President Trump just did something that should have been done years ago. He signed an executive order cutting off the financial oxygen supply that’s been keeping our illegal immigration crisis alive and well. The May 19 order targets banks and lenders who’ve been handing out mortgages, car loans, and credit cards to people who shouldn’t even be in the country. And honestly, it’s about time someone said the quiet part out loud.

Here’s what nobody wanted to talk about during the Biden years. Banks were actively lending to illegal aliens, backed by your tax dollars through programs like the Federal Housing Administration. Think about that for a second. American citizens are getting squeezed out of the housing market, watching interest rates climb and down payments balloon, while federal agencies were greenlighting mortgages for people without legal status. The whole thing was insane.

Trump’s order doesn’t mince words. It points out that lending to aliens without work authorization creates what he calls an “ability to repay” deficiency. That’s bureaucratic speak for a simple truth: when someone faces deportation or their employer suddenly decides to follow the law, those loan payments stop. The risk doesn’t just vanish. It gets absorbed by the financial system, which means it eventually lands on American taxpayers and legitimate borrowers who end up paying higher rates to cover the losses.

The cross border payment angle makes this even worse. Trump noted that these financial channels have been exploited by fentanyl traffickers and Chinese money launderers. We’re not just talking about economic policy here. We’re talking about national security, about criminal networks using our banking system as their personal playground. Human trafficking operations and even terrorist financing have benefited from these lax standards.

You know what really gets me? I’ve watched wealthy employers and their corporate friends game this system for profit. They hire illegal workers, pay them under the table or with fake documents, and banks facilitate the whole operation. Meanwhile, Americans who play by the rules get passed over for jobs or can’t compete with artificially suppressed wages. The employers who break immigration law also tend to underreport wages, use invalid Social Security numbers, and dodge payroll taxes. It’s a cascade of fraud that distorts everything from credit underwriting to tax collection.

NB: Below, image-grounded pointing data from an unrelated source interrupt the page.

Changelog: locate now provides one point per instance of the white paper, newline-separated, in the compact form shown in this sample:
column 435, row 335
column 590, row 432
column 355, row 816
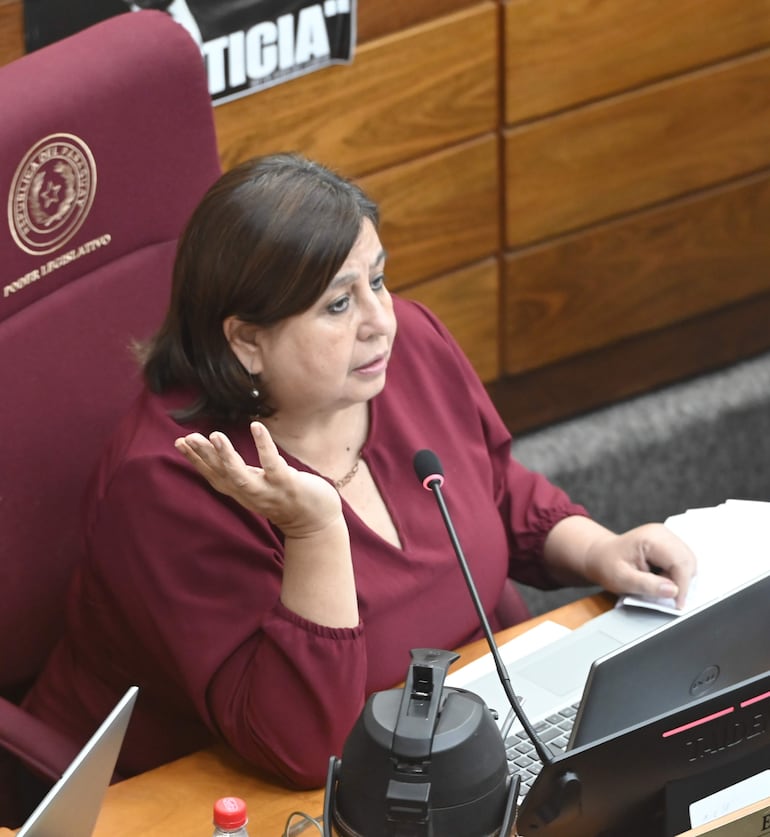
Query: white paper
column 724, row 802
column 534, row 639
column 731, row 543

Scott Turner, the Housing and Urban Development Secretary, already took action last year to stop FHA mortgages from going to illegal aliens. But that was just cleaning up one corner of the mess. The Biden administration had actually established a rule requiring banks to ignore immigration status when evaluating loan applications. Let that sink in. They mandated that lenders pretend legal status didn’t matter, as if residency in this country was just some trivial detail rather than a fundamental question of law and sovereignty.

The new executive order gives the Treasury Department 60 days to issue a formal advisory to financial institutions. This advisory will spell out the specific red flags and patterns associated with illegal alien populations and the employers who exploit them. It’s essentially a roadmap for banks to identify and avoid these risky arrangements. Some will complain this is harsh or discriminatory, but that’s nonsense. It’s basic risk management combined with law enforcement.

Pollster Scott Rasmussen confirmed what most Americans already know. About 80 percent of voters believe illegal immigration harms America. Interestingly, that same 80 percent supports legal immigration. The distinction matters. Americans aren’t against immigration. They’re against chaos, against systems that reward lawbreaking and punish patience.

The financial sector should have been paying attention to these risks all along. Credit risk isn’t just about credit scores and debt ratios. It’s about stability, about whether the borrower will even be in the country next year. Banks ignored this because the profits were good and the government gave them cover. Now that cover is gone, and institutions will have to choose between easy money and sound lending practices.

This executive order represents something bigger than banking policy. It’s a statement that American financial institutions should serve Americans first, that our economic system shouldn’t be a tool for facilitating illegal activity, and that there are real consequences when you blur the lines between legal and illegal residence. The underground economy that’s flourished under weak enforcement has distorted everything from housing prices to wage levels. Bringing it back above ground, back under the rule of law, is going to cause some disruption. But disruption isn’t always bad. Sometimes it’s just the sound of things getting fixed.